5 street snacks that highlight Macau’s Portuguese legacy

Oct 27, 2019

Glitzy casinos and larger-than-life hotels often come to mind when one thinks of Macau, but there’s so much more to the city than just the high-rolling life.

As China’s first—and last—European colony, Macau’s colonial legacy is evident in the Portugese street signs, architecture, and cobbled streets that dot the city’s historical center.

It’s also evident in the food, which Unesco has called “the world’s first fusion cuisine.”

(Read more: Why Macau’s representative dish is called African chicken)

When the Portuguese established a trading post in Macau in the 1500s, they brought spices from other parts of Asia, including India, Malaysia, and Thailand, and mixed them with Chinese ingredients.
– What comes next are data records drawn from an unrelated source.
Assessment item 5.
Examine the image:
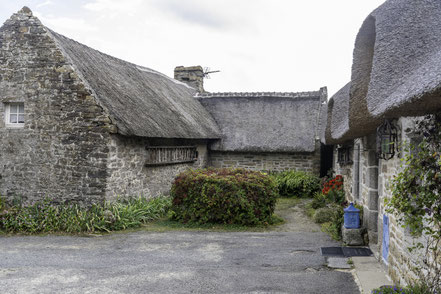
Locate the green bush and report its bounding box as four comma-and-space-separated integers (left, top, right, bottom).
310, 192, 328, 209
0, 197, 171, 233
274, 171, 320, 197
313, 207, 335, 224
171, 169, 278, 225
371, 283, 432, 294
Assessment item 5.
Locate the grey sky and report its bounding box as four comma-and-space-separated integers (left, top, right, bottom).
0, 0, 384, 95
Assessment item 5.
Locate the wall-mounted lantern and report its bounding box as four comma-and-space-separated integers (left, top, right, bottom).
377, 120, 398, 160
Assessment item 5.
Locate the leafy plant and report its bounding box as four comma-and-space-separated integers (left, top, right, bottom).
171, 169, 278, 225
313, 207, 334, 224
0, 197, 171, 233
386, 114, 441, 293
275, 171, 320, 197
371, 283, 437, 294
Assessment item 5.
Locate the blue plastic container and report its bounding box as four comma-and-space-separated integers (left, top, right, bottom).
344, 203, 360, 229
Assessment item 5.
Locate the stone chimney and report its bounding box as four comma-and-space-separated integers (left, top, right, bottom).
175, 65, 205, 93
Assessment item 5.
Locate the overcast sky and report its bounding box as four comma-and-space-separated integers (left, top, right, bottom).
0, 0, 384, 96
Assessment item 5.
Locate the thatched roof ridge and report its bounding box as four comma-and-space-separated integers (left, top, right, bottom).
196, 88, 320, 98
48, 30, 220, 139
196, 89, 327, 152
350, 0, 441, 120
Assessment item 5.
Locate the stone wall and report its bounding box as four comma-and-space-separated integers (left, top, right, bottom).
334, 118, 434, 285
0, 11, 113, 207
106, 135, 208, 200
210, 151, 320, 175
378, 118, 424, 285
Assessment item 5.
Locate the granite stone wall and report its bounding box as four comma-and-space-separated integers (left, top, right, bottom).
106, 135, 208, 200
0, 11, 115, 203
372, 118, 424, 285
334, 118, 434, 285
210, 151, 320, 175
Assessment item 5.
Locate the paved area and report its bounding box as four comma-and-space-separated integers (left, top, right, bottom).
0, 231, 359, 294
352, 256, 393, 294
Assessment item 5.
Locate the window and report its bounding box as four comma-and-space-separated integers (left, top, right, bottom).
337, 146, 352, 165
145, 146, 198, 166
5, 103, 24, 128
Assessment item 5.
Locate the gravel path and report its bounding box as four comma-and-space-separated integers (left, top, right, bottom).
0, 199, 359, 294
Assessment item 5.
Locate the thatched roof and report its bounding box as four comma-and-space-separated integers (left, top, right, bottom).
326, 0, 441, 144
49, 30, 219, 139
360, 0, 441, 117
196, 88, 327, 152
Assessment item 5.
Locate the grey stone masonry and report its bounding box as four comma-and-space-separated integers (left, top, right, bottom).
174, 66, 205, 93
106, 135, 208, 200
0, 8, 114, 203
210, 151, 320, 174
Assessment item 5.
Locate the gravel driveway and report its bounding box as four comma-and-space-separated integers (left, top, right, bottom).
0, 202, 359, 294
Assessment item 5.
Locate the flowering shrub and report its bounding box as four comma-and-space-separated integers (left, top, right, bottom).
170, 169, 278, 225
They also tried to recreate dishes from home using what was available.

The result was Macanese cuisine.

Some of the dishes include minchi, minced pork flavored with soy sauce, and pato cabidela, a Portuguese dish made with duck cooked in its own blood.
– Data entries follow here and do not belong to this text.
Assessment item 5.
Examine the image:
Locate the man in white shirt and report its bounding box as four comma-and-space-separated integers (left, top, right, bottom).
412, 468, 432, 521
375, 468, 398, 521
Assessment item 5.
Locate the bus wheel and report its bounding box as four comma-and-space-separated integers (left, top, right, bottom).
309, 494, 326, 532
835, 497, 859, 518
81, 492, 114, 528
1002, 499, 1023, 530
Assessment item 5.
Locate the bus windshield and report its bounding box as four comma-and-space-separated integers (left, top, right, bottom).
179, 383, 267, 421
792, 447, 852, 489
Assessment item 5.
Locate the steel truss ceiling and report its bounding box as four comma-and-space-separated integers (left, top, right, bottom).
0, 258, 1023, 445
Although the city is now flush with Michelin-starred fine dining options, thanks to its development into a casino hub, you can get the most authentic taste of Macanese food on the streets. Here are our five favorites, and they can all be found in the old city center around Senado Square.


Egg tarts 蛋挞

While you can find egg tarts in many places around the world, Macau’s egg tart stands out for its flaky crust and rich, charred custard.

The pastry comes from the Portuguese pastel de nata. The mark of a good egg tart is a burnt caramelized top, which, according to Margaret Wong Stow, owner of the venerated Margaret’s Cafe, turned off many locals because they believed the char was cancerous.
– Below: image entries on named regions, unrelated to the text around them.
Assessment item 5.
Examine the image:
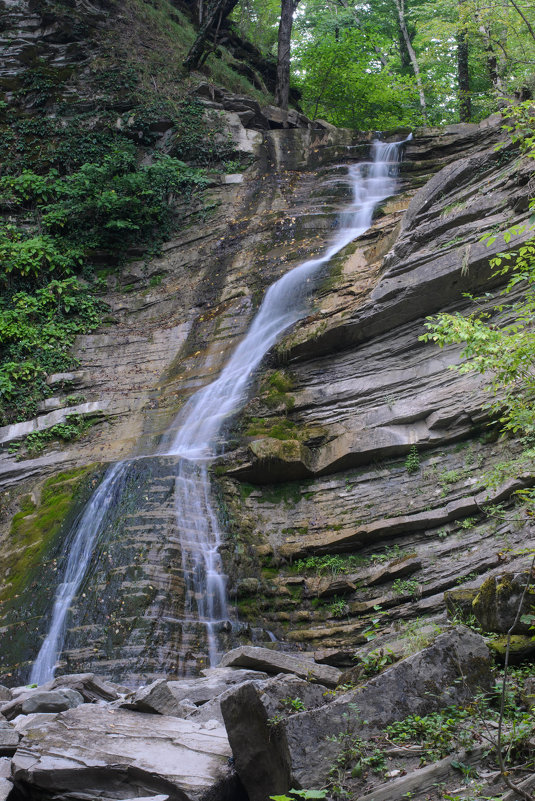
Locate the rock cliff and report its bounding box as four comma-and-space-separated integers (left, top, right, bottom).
0, 4, 534, 684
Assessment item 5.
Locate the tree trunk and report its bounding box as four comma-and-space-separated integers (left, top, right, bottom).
275, 0, 299, 110
457, 0, 472, 122
394, 0, 427, 120
182, 0, 238, 72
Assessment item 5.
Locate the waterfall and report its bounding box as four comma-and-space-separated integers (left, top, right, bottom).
30, 462, 128, 684
30, 136, 411, 684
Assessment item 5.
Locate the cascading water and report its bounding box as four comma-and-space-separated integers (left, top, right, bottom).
30, 137, 410, 684
30, 462, 128, 684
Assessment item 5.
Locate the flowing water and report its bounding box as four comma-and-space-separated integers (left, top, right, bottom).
30, 142, 402, 684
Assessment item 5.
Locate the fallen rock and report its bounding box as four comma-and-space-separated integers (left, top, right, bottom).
366, 556, 422, 587
0, 721, 20, 756
221, 682, 291, 801
121, 679, 186, 718
43, 673, 123, 704
0, 689, 84, 720
314, 648, 355, 668
222, 627, 492, 801
12, 712, 59, 734
256, 674, 328, 718
472, 573, 533, 634
0, 777, 13, 801
13, 704, 243, 801
220, 645, 341, 687
167, 664, 268, 706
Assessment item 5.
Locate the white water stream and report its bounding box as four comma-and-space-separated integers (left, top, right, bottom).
30, 142, 408, 684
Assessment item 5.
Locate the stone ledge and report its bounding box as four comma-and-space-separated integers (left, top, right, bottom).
0, 401, 109, 445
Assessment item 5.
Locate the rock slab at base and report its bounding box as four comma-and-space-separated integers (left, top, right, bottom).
1, 689, 84, 720
13, 704, 241, 801
221, 626, 492, 801
219, 645, 342, 687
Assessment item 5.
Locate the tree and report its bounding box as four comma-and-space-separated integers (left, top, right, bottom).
394, 0, 427, 119
457, 0, 472, 122
275, 0, 299, 109
183, 0, 238, 72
Tourists often flock to popular establishments like Lord Stow’s and Margaret’s Cafe to get a box of Macau’s world-famous egg tarts fresh out of the oven.

Margaret’s Cafe is located just off Senado Square in the historical city center on 17B Rua do Comandante Mata e Oliveira.


Curry beef offal 咖喱牛杂

Aside from Macau, the Portugese also had a major port in Goa, India, and when the ships arrived from Goa, they brought curry, which was introduced into the local cuisine.

Curry beef offal is an example of how the new ingredient was used by locals.

Offal, particularly intestines, were already a major part of local Chinese cuisine. In Macau, chefs slow-cooked the beef parts with curry and other spices and herbs to mask the pungency of the offal.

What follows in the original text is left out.